It is always central to historical literacy to apprehend how the generations who lived through and/or forged major historical events understood the various issues of such momentous times. The history surrounding the ratification of the Constitution of the United States is of particular interest since, over time, parties have formed and seem to have interpreted the Constitution in wildly different ways.
For instance, in contradistinction to the passage below, in the 1830s Joseph Story and Daniel Webster held, generally speaking, that the Constitution was ratified by the people of the several states at large, as a "country" or one people, rather than separately, as distinct political entities, via the individual states in their corporate capacity. This interpretation of the Constitution was used by Abraham Lincoln to deny the right of secession. The South, in general terms, held the polar opposite view the Constitution in the latter way outlined above.
Here are a couple of points to keep in mind while reading this excerpt: First, the "Bill of Rights" Tenney is writing about is not the Bill of Rights, written by Madison and added to the Constitution in 1791. Tenney is referencing the several bills of rights extant in the several states with the implication being that the Constitution, as a limited document of enumerated powers only, will not infringe.
Second, keep in mind that the Preamble of the Constitution, referenced by Tenney, contained what can only be seen as vague language, which was constantly pointed out by Anti-Federalist writers. What does "general welfare" actually entail? Who gets to decide what the "general welfare" requires? These questions are germane to the entire history of The United States under the Constitution.
August Glen-James, editor
It must therefore be taken for granted that every thing not expressly given up is retained by the states.
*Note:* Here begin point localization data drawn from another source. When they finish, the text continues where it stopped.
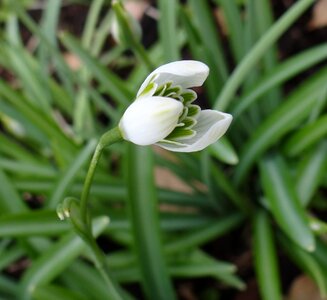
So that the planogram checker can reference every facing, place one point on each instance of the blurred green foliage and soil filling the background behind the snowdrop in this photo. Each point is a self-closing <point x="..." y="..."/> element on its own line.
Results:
<point x="243" y="219"/>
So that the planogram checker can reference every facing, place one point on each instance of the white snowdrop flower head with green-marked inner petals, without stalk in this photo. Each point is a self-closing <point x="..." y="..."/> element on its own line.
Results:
<point x="164" y="114"/>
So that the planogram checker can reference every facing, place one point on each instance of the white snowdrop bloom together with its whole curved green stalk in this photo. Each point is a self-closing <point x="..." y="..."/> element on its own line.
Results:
<point x="163" y="113"/>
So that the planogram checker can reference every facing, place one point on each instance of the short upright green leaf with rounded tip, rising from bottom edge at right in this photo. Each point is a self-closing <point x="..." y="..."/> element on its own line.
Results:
<point x="265" y="257"/>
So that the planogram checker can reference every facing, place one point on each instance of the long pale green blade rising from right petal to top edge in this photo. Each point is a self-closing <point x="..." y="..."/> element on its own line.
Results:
<point x="258" y="51"/>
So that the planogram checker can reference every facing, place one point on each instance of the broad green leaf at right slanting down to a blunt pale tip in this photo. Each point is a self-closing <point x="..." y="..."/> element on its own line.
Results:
<point x="284" y="203"/>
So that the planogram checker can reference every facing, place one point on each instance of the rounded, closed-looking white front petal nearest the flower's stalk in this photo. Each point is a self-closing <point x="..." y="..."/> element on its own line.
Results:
<point x="150" y="119"/>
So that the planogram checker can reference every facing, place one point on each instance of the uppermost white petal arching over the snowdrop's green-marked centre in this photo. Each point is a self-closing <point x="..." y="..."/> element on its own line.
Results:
<point x="186" y="73"/>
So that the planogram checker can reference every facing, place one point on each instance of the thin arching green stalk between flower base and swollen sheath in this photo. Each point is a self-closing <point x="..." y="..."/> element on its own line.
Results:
<point x="110" y="137"/>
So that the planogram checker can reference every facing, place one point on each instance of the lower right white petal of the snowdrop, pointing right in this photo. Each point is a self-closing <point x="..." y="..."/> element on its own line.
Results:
<point x="211" y="125"/>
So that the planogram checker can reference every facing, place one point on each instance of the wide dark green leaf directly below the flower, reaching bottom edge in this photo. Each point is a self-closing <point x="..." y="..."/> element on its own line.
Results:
<point x="145" y="223"/>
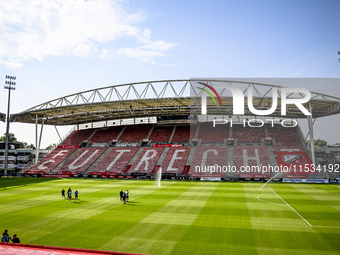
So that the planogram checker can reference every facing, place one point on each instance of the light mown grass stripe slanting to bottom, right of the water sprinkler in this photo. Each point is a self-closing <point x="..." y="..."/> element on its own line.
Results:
<point x="164" y="226"/>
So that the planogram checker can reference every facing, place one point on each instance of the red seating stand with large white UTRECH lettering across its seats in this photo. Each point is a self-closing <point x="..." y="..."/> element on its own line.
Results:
<point x="126" y="157"/>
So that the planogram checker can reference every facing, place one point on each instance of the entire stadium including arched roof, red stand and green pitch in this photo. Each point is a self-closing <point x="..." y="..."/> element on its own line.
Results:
<point x="200" y="181"/>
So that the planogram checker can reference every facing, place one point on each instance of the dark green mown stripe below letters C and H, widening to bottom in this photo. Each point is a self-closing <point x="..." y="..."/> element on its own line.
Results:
<point x="219" y="228"/>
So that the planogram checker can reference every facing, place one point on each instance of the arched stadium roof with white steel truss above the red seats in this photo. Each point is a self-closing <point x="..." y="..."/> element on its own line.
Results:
<point x="163" y="98"/>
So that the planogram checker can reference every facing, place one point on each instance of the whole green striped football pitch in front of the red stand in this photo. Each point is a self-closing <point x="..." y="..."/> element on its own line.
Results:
<point x="180" y="217"/>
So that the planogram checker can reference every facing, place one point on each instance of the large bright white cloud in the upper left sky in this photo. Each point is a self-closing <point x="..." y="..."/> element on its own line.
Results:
<point x="86" y="28"/>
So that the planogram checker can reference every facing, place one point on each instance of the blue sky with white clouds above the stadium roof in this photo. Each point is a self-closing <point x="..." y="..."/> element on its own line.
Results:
<point x="56" y="48"/>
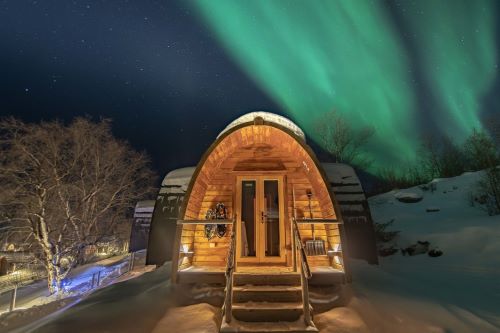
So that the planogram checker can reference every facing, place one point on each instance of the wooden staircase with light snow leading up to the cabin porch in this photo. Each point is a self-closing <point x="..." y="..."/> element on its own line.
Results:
<point x="267" y="303"/>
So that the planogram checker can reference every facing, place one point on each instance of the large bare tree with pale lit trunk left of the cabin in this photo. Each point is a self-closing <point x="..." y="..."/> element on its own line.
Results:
<point x="66" y="187"/>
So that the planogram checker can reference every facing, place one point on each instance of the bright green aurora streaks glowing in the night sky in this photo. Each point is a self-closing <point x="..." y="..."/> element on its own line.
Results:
<point x="316" y="56"/>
The Constitution now before the public is not a compact between individuals, but between several sovereign and independent political societies already formed and organized. These societies have general and particular interests and concerns. Those which respect the whole are submitted to the direction of the federal governments; while those which respect individual states only are left, as they ought to be, in the hands of the state assemblies. To prevent any interference between the federal and state governments, the objects of the former are pointed out in the preamble to the Constitution, viz. “To form a more perfect union—establish justice—insure domestic tranquility—provide for the common defense—promote the general welfare—and secure the blessings of liberty to ourselves and posterity.” These objects are all national and important. The powers vested in the supreme authority for the accomplishment of these purposes are accurately defined in the 8th section of the first article, and limited in the section following. It must therefore be taken for granted that every thing not expressly given up is retained by the states. If this is not enough to secure the liberties of the subject, The United States guarantee to each separate state a republican form of government. Of these, the Bill of Rights, where they have any prefixed, is an essential part; of consequence the Bill of Rights is as effectually secured by the Constitution proposed as if it had been expressly mentioned.